Variation in Stem Cell Driven Hierarchies Underlies Clinical Outcome and Drug Response in AML

AML is a stem cell disease wherein the properties of the disease-driving leukemia stem cells (LSCs) are reflected in the cellular hierarchies that they generate. We sought to understand how these hierarchies vary across patients and whether their characteristics are clinically relevant.

To evaluate cellular hierarchies in AML, we re-analyzed the scRNA-seq data of 13,653 cells from 12 AML patients at diagnosis (van Galen, Cell 2019) and in particular the stem and progenitor blast populations. We identified three novel leukemia stem populations differing in their depth of quiescence, inflammatory signaling, and myeloid priming. Using the signatures of 7 malignant populations as well as 7 immune cell populations from this scRNA-seq data, we applied CIBERSORTx deconvolution (Newman, Nat Biotechnol 2019) on bulk RNA-seq data from multiple patient cohorts. This enabled determination of the relative abundance of each cell type in each patient, thereby capturing the “shape” of the leukemic hierarchies of hundreds of AML patients.

AML patients within these cohorts clustered into 4 groups defined by different proportions of stem, progenitor, and mature blasts - each of which differed in their underlying genomic alterations and overall survival. Differences in chemotherapy response were mediated by specific cell types, notably a GMP-like blast population and a quiescent stem-like population (qLSPC). Dominance of the GMP-like population was associated with longer survival (HR -3.1, p=0.002), and these blasts were enriched among younger patients (<65 years) and those with favorable risk cytogenetics. In contrast, qLSPCs were associated with poor survival (HR 2.3, p=0.02; TCGA) and were more abundant in older patients (> 65 years) and patients with adverse cytogenetic alterations. Critically, this qLSPC population was enriched at relapse as well as within a subset of pediatric AML patients that failed to respond to induction chemotherapy. We confirmed that qLSPCs were also enriched among functionally validated leukemia engrafting (LSC+) sorted AML fractions.

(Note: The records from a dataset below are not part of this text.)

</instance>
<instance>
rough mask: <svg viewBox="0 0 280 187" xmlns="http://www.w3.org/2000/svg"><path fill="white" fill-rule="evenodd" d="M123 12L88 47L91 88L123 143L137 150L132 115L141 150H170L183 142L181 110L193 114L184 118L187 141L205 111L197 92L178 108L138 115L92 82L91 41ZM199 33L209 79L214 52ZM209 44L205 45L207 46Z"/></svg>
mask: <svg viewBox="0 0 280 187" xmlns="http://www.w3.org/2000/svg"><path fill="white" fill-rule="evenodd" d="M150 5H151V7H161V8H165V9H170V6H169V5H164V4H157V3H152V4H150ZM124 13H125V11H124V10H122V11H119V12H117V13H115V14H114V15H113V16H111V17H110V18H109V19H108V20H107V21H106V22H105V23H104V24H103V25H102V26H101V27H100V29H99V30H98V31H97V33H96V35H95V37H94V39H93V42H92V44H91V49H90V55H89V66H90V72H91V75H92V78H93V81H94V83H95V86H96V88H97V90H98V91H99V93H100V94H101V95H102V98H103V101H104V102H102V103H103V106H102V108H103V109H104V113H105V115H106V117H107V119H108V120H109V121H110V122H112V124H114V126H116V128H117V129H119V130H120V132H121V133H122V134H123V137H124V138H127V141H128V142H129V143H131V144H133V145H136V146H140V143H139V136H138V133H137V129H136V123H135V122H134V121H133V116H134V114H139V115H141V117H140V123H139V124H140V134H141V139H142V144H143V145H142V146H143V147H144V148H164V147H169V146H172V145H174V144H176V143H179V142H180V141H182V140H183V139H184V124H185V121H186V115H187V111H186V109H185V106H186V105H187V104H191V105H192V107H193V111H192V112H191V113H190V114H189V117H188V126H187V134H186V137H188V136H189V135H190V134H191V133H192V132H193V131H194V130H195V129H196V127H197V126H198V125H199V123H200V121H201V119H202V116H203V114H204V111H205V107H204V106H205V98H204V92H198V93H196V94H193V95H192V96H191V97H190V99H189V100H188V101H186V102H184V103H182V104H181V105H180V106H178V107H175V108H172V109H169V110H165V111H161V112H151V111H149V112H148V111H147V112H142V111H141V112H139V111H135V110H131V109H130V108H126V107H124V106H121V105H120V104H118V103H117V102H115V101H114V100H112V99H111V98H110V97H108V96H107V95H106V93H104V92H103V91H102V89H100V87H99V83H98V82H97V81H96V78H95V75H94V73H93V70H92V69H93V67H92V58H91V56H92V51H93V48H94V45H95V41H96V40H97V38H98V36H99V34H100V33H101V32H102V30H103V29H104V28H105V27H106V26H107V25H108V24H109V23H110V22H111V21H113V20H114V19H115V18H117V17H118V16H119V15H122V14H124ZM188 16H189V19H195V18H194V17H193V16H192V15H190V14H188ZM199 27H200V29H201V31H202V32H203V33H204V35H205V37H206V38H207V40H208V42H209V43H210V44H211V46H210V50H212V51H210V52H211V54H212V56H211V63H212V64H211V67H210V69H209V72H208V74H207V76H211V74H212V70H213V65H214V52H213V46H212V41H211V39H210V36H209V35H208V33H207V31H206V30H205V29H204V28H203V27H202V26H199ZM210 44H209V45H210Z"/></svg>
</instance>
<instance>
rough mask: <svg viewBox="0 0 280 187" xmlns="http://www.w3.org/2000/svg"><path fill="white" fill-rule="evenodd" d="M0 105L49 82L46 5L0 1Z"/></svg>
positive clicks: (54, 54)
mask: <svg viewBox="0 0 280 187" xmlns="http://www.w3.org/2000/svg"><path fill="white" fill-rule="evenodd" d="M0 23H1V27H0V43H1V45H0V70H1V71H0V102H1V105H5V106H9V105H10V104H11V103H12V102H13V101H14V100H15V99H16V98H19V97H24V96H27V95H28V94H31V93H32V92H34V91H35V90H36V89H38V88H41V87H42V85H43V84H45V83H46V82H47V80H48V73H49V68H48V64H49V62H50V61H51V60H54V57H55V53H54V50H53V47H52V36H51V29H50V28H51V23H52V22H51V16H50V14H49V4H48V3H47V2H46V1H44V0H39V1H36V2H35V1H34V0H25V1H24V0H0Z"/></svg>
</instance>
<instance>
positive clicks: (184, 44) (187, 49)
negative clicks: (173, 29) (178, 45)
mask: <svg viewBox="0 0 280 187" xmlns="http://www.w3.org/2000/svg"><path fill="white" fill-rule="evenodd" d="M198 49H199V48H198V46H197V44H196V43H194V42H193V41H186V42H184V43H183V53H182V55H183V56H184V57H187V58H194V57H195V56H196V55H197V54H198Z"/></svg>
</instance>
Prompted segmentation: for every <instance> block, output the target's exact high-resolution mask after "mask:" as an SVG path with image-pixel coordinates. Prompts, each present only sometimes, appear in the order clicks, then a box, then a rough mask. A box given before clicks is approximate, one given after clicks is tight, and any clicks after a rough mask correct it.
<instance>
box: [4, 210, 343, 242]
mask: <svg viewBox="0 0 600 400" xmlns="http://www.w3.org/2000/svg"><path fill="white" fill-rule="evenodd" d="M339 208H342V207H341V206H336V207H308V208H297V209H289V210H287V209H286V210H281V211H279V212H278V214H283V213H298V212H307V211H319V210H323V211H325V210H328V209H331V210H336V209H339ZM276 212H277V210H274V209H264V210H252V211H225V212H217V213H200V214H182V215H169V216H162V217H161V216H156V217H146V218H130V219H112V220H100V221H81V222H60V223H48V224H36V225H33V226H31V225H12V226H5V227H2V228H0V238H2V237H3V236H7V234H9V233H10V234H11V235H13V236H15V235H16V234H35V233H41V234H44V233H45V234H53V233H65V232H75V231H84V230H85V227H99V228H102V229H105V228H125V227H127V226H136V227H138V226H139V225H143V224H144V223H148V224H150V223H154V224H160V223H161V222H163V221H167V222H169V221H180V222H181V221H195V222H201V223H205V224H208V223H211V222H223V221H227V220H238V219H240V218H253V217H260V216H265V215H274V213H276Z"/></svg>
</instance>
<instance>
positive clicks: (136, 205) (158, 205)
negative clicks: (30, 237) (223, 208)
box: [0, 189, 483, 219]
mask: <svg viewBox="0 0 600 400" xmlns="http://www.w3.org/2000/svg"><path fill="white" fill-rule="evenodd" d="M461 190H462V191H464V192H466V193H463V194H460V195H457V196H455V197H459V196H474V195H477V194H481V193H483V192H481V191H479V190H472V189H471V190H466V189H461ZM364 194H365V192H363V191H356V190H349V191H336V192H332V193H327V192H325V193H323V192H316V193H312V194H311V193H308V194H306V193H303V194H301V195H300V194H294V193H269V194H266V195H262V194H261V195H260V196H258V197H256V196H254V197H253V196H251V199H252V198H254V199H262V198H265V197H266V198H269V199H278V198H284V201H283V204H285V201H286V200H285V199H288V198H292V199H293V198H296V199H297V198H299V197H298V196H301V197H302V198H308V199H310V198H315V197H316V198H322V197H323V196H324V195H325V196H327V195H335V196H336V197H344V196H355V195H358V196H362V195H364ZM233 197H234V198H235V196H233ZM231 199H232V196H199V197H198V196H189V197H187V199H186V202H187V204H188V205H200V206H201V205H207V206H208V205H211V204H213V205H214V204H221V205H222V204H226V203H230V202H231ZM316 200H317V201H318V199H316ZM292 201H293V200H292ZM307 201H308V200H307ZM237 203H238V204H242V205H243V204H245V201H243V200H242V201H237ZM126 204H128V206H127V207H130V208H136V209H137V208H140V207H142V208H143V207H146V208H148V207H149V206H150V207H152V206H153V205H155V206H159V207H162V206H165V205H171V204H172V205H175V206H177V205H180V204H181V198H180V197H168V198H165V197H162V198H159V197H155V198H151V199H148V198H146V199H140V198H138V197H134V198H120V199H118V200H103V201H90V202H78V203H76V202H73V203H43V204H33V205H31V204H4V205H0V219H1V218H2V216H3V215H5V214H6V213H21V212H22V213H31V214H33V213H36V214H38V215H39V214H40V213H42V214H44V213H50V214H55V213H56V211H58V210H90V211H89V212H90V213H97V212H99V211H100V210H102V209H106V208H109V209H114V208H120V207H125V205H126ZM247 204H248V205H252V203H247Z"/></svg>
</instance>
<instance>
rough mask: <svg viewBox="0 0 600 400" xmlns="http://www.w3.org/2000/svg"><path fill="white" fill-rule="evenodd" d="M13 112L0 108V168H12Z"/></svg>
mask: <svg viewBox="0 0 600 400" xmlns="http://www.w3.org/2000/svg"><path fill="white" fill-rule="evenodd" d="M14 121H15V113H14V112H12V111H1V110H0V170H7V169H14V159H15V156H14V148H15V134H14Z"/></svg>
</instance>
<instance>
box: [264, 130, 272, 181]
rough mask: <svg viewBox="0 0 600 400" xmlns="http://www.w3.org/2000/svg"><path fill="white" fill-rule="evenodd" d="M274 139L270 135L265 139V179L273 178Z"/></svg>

Accordingly, a high LSC17 score was strongly correlated with qLSPC abundance and anti-correlated with GMP-like abundance, suggesting that the score may reflect the underlying cellular hierarchy of each AML patient.

Next, we generated drug sensitivity profiles for each cell type by correlating ex vivo drug sensitivity data for each of 112 inhibitors screened in the BEAT-AML trial with the relative abundance of each cell type across individual patients. In particular, Venetoclax sensitivity correlated with the abundance of primitive cell types and anti-correlated with mature cell types, suggesting that the composition of the leukemic hierarchy in AML patients is associated with drug response. We previously demonstrated that a high LSC17 score identifies patients who do not benefit from standard chemotherapy (Ng, Nature 2016). To develop a diagnostic tool for therapy selection amongst these poor prognosis patients, we retrained the LSC17 genes against cell type abundance and derived a subscore (LSC-7) to map patients along an axis of primitive vs mature leukemic hierarchies. We show that AML samples with a high LSC-7 score (more stem-like blasts) were more sensitive to Venetoclax whereas AML patients with a low LSC-7 score (more mature blasts) benefited from treatment with Gemtuzumab-Ozogamicin (GO). Used together, the LSC17 and LSC-7 scores enable risk stratification as well as subsequent drug selection for high-risk patients, and can both be measured by a single rapid NanoString assay.

To apply this approach more broadly, we identified several published studies with drug screening data from primary patient samples and accompanying RNAseq data. By correlating cell type abundance with drug response, we were able to map the critical cell types that mediate sensitivity and resistance to inhibitors of mitochondrial metabolism, histone demethylation, and the CD47-SIRPa axis, among others.

Our data establish that scRNA-seq informed deconvolution of bulk expression data permits characterization of the cellular hierarchy of individual AML patients. This framework can enhance our understanding of many aspects of biological, genomic, and clinical heterogeneity in AML, and represents a powerful tool to enable personalized therapeutic decision-making in AML.